"should I stay or should I go?"

David Ilvedson ilvey@sbcglobal.net
Thu, 11 Nov 2004 17:00:26 -0800


I think we also need to keep in mind how nice and relatively quiet was until we arrived and started bing, bing, bing....bing, bing, bing....
We annoy many people...;-]

David I.



----- Original message ---------------------------------------->
From: Kent Swafford <kswafford@earthlink.net>
To: Pianotech <pianotech@ptg.org>
Received: Thu, 11 Nov 2004 15:46:46 -0600
Subject: Re: "should I stay or should I go?"

>My blood boils when I must tune in a noisy environment, but I do it, 
>almost always without complaint.

>I remember hearing Ron Nossaman say years ago that in designing a 
>procedure he would prefer to work for 10 minutes rather than to have to 
>wait for 5 minutes at any point in the middle.

>My attitude towards noisy tuning environments is an extension of this 
>attitude, I think. The time spent not tuning and instead upon getting 
>things quieted down might be worthwhile, but might not work at all, 
>might cause hard feelings, and after which you still have the tuning to 
>start up again where you left off. I'd much rather just keep tuning 
>without pause. Usually, I outlast the noisemakers and have quiet time 
>at the end to make sure the tuning is good.
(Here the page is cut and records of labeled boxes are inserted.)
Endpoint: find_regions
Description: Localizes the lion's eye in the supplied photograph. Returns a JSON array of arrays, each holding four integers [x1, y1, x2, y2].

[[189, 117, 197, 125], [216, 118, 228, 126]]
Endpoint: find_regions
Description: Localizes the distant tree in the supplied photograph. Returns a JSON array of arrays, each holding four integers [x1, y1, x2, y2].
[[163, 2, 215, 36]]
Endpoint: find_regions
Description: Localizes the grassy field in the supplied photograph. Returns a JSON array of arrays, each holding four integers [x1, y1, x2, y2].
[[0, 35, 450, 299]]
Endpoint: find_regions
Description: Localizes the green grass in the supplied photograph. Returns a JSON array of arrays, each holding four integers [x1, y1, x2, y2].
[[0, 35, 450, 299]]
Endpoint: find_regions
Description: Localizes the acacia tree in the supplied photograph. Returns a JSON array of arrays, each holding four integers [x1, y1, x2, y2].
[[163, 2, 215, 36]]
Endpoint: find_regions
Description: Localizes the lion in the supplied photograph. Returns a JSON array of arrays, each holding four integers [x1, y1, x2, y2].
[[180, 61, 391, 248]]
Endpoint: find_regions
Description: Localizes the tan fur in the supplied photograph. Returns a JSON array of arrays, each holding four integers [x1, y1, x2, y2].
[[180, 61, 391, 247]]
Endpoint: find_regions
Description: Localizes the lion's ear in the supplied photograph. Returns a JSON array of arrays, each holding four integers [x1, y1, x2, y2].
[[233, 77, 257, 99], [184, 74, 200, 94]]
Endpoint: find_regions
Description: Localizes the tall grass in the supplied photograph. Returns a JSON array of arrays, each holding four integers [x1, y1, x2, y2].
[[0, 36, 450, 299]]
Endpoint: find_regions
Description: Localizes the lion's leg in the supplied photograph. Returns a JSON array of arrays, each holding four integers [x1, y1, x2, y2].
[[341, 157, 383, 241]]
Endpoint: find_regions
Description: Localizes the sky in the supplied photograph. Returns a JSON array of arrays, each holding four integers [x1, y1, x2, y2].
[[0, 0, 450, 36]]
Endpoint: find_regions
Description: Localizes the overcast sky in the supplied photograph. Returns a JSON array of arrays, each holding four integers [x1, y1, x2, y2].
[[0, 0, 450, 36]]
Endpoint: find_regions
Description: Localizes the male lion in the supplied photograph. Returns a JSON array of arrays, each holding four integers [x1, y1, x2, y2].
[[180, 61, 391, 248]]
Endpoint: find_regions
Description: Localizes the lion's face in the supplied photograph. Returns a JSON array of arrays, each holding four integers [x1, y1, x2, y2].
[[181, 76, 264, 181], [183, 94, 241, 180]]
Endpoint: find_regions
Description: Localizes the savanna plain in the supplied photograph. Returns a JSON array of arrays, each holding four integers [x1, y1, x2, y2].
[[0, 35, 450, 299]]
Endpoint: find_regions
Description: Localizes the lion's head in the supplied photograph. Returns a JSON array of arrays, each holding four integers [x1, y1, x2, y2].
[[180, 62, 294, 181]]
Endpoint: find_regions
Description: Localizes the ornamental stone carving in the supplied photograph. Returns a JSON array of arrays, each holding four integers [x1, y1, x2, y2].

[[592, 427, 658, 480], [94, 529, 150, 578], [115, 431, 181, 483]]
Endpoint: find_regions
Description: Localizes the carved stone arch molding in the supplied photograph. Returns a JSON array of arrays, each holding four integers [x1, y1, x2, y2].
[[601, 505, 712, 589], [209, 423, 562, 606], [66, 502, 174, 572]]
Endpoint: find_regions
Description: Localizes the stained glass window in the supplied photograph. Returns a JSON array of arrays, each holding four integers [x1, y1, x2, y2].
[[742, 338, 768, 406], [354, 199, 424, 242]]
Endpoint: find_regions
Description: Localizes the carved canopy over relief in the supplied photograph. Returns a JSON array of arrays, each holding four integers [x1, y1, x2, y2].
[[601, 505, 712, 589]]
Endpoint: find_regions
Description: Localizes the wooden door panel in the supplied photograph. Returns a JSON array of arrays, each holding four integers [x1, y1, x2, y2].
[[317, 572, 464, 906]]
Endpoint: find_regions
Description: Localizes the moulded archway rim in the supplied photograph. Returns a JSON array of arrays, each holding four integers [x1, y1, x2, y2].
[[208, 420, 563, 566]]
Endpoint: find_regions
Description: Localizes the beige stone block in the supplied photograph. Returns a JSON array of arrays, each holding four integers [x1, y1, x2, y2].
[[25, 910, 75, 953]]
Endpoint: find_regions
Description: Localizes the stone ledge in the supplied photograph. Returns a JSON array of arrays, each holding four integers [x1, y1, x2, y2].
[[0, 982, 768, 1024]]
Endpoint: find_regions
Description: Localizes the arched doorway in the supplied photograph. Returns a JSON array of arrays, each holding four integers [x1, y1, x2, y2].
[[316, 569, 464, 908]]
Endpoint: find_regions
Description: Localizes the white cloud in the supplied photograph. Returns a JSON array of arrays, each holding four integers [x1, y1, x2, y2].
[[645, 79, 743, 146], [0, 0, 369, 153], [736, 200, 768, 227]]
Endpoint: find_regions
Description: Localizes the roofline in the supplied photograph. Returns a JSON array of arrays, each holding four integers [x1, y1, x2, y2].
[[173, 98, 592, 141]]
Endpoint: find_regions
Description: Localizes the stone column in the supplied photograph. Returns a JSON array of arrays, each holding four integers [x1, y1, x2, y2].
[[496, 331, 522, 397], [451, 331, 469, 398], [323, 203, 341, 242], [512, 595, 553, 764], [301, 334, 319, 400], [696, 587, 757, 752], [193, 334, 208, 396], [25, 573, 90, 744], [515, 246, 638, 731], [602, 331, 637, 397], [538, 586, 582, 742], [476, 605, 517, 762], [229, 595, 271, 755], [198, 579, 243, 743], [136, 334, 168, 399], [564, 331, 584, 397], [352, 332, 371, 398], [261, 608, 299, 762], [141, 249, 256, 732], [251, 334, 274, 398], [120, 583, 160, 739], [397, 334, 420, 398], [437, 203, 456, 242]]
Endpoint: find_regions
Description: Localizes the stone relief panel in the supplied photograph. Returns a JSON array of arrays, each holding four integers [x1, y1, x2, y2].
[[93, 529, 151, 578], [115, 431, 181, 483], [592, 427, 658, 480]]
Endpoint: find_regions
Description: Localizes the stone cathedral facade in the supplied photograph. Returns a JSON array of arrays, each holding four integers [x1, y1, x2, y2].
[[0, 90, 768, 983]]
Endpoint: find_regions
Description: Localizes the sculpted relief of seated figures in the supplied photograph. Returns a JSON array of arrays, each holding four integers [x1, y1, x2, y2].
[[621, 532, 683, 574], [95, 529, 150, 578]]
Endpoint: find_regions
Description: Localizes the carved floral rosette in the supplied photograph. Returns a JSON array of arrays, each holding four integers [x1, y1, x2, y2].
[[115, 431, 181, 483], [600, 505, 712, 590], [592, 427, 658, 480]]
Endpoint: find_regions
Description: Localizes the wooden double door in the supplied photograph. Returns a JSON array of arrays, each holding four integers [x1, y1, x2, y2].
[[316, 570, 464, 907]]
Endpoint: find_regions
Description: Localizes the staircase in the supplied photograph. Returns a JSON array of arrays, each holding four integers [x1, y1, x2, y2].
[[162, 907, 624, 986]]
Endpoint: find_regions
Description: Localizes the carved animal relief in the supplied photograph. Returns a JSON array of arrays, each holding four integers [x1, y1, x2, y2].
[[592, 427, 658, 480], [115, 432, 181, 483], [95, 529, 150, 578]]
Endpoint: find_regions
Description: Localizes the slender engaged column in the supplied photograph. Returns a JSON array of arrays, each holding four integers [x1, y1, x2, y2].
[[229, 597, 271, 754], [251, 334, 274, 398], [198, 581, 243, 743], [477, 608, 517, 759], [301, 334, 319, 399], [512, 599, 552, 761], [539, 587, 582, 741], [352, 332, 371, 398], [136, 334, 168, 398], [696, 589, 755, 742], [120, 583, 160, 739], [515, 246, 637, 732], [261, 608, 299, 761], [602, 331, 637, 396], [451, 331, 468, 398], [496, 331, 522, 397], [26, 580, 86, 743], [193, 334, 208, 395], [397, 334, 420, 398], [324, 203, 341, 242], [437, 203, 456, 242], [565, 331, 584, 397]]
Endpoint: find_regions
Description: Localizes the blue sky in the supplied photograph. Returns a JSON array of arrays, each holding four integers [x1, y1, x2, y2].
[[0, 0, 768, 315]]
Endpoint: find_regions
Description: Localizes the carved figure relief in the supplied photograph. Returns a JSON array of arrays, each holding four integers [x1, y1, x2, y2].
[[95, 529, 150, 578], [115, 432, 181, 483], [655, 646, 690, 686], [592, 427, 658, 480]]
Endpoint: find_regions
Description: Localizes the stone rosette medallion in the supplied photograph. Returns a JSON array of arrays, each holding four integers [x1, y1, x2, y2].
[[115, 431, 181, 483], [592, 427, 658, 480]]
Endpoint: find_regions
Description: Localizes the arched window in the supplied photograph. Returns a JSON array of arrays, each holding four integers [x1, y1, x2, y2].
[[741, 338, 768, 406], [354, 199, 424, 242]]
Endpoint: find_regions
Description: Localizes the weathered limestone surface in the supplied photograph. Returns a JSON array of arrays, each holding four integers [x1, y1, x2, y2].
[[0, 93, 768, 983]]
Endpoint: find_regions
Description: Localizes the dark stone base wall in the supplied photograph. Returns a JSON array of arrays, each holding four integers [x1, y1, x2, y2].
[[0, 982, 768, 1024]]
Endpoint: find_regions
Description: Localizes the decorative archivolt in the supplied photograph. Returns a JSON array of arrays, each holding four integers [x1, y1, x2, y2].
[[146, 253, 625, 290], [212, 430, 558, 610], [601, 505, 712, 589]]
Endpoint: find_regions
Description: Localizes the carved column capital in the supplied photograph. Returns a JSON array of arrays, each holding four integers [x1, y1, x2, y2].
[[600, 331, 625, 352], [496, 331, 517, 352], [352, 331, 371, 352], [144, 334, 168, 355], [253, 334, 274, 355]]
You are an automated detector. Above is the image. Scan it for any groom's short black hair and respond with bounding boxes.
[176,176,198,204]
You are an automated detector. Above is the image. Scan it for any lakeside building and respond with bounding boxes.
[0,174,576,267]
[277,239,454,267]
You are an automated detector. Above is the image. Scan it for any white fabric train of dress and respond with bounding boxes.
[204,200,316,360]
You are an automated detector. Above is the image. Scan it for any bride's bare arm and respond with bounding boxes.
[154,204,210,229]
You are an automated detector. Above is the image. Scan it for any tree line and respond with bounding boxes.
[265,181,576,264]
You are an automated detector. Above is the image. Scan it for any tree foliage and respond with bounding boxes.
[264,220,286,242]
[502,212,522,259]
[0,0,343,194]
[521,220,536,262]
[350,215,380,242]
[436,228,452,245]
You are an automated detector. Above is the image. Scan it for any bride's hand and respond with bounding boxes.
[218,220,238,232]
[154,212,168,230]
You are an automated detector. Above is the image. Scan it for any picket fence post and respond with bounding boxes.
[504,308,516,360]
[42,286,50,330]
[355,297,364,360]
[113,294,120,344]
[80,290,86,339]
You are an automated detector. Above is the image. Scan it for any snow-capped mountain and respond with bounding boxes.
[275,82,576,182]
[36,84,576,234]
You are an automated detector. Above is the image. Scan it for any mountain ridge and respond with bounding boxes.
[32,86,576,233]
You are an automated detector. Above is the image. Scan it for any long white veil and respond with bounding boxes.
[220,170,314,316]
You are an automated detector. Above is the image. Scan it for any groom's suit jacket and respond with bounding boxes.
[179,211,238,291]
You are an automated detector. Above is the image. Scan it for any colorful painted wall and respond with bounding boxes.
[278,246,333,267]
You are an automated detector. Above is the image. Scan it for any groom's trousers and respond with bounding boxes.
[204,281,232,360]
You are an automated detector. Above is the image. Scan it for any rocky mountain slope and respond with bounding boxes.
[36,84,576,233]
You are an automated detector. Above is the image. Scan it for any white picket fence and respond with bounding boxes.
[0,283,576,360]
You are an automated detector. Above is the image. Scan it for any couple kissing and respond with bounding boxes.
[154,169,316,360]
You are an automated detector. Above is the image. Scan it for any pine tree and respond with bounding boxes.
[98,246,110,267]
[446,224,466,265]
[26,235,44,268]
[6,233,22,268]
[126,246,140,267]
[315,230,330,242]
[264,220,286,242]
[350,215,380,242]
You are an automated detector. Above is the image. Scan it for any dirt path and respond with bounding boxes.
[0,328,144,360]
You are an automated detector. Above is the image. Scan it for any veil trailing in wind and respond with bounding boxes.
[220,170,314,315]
>I finish all tunings that I start. Period. Well, unless the piano 
>breaks.   :)

>Kent Swafford



>On Nov 11, 2004, at 3:12 PM, baoli liu wrote:

>> It is always easy to tune pianos in a nice and quite
>> place.But being a technician,especially a concert
>> technician,I think it is a "must" skill/ability to
>> tune pianos with noisy background.